The national budget is dependent on Australian direct aid, which is tailored to serve these interests. This includes funding and arming the police and military.

The police, in particular the Mobile Squad, are notorious for their use of excessive violence against landholders objecting to ecologically and socially destructive mining operations.

Last year, Aid/Watch Director Thulsi Narayanasamy said: “Australia's commitment to assisting PNG to end corruption appears to be purely rhetorical. Their reluctance to provide support for PNG's internal anti-corruption measures coupled with their facilitation of corruption makes it evident that Australia is pursuing national commercial interests at the expense of assisting concrete anti-corruption measures.”

The result is that Australian aid has increased poverty. “Poverty has increased sharply since the mid-1990s and the nation's level of income inequality is the highest in the Asia-Pacific region, despite the nation's wealth of mineral resources, according to Oxfam Australia,” the June 14 Los Angeles Times said.

More than 40% of the population are illiterate. This year poverty has been exacerbated by climate change-induced drought.

Australia's use of PNG's Manus Island to house a concentration camp for refugees has compounded Australian complicity in corruption and police violence.

Narayanasamy said: “Australia's primary requirement from PNG is maintaining the Manus Island detention facility and their cooperation with resettlement of refugees.

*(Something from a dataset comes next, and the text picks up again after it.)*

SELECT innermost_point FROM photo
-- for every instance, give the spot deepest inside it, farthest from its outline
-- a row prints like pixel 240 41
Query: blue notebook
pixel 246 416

This has left Australia to posture about ending corruption with aid money though none of it supports the processes that really matter.”

The August 4, 2013, Age reported that increased funding for the Mobile Squad was part of the deal to reopen Manus Island. The squad has been used to violently suppress protests by refugees, including the February 2014 protests which ended with Iranian refugee Reza Berati being beaten to death.

An Australian Federal Police whistleblower told the ABC in November: “The [police] were essentially murdering people, raping people, burning villages down … What we soon noticed was that anything that painted the government of PNG with corruption, or the [PNG police] with their brutality, murder and rape was being sanitised [in AFP reports].”

In April, the PNG Supreme Court ruled that Manus Island detention centre violated PNG law. However, the June 9 Sydney Morning Herald said: “The Turnbull government looks to have persuaded PNG to keep the camp open until after the Australian election.”

In return, the Turnbull government has refrained from criticising O'Neill's attacks on the rule of law and shooting of students.

On June 10, 108 refugees detained on Manus Island released a statement in solidarity with the students, stating: “We are writing in solidarity with PNG students and our friends who lost their lives during their peaceful protest.

“We are very aware of the corruption issues in PNG. Billions of dollars have been given to the PNG government by Australia to run the Manus detention centre. That money has not been used for the people of Manus or PNG, but has been used to deny our liberty and keep refugees illegally imprisoned.

“We have a common fight against corrupt government in PNG and Australia, and a common fight for freedom from tyranny … We are still fighting for our freedom and we will not give up.”